Insurance appraisals are completed in order to estimate the new cost of a substitute building. This estimate is often called Replacement Cost New (RCN). It guarantees that the total property has adequate insurance coverage and exhibits the current costs for the subject property area.
Classification of properties often included in appraisal:
- Site Preparation and Foundation Excavation
- Exterior Walls
- Roof Frame and Roof Covering
- Floor Structure
- Interior Partitions and Finishes
- Electrical and Lighting Systems
- Plumbing and Sewerage Systems
- Heating, Ventilating and Air Conditioning
- Site Services to Typical Lot Line
- Demolition and Debris Removal
Classifications of property often excluded in appraisal:
- Furnishings and Equipment, and any personal property of owners or employees
- Chattels or moveable fixtures
- Underground Site Services (beyond the property line of a normal building lot)
- Inventory, Supplies and other Consumables
- Changes due to Building Bylaws and/or Building Code requirements
For insurance placement purposes, insurance premiums are normally based on Replacement Cost and not market value, thus the Cost Approach is best suited for developing an estimate of the Replacement Cost New (RCN). The market and income approaches to value are therefore not applicable to the insurance appraisal assignment.

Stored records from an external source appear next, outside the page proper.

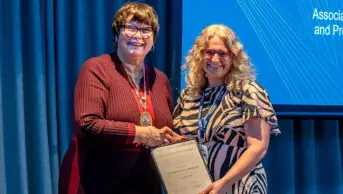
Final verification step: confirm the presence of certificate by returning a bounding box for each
[152,140,212,194]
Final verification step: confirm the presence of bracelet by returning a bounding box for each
[144,126,152,145]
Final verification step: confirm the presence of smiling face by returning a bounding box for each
[203,36,232,85]
[118,20,154,60]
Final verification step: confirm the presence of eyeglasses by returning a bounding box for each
[203,49,230,61]
[123,24,153,39]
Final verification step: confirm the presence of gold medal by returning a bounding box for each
[140,111,152,127]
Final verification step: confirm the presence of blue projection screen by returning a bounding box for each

It is advised that a property have a full insurance appraisal completed every three years. This allows that the most recent changes to construction costs, building codes, and bylaws are incorporated into the appraisal. Properties having remained relatively unchanged will be billed at a considerably lower fee. This is to benefit our current clients since an initial appraisal is a thorough and complex report. An updated report will include all changes since the last inspection and will contribute to the latest insurable value.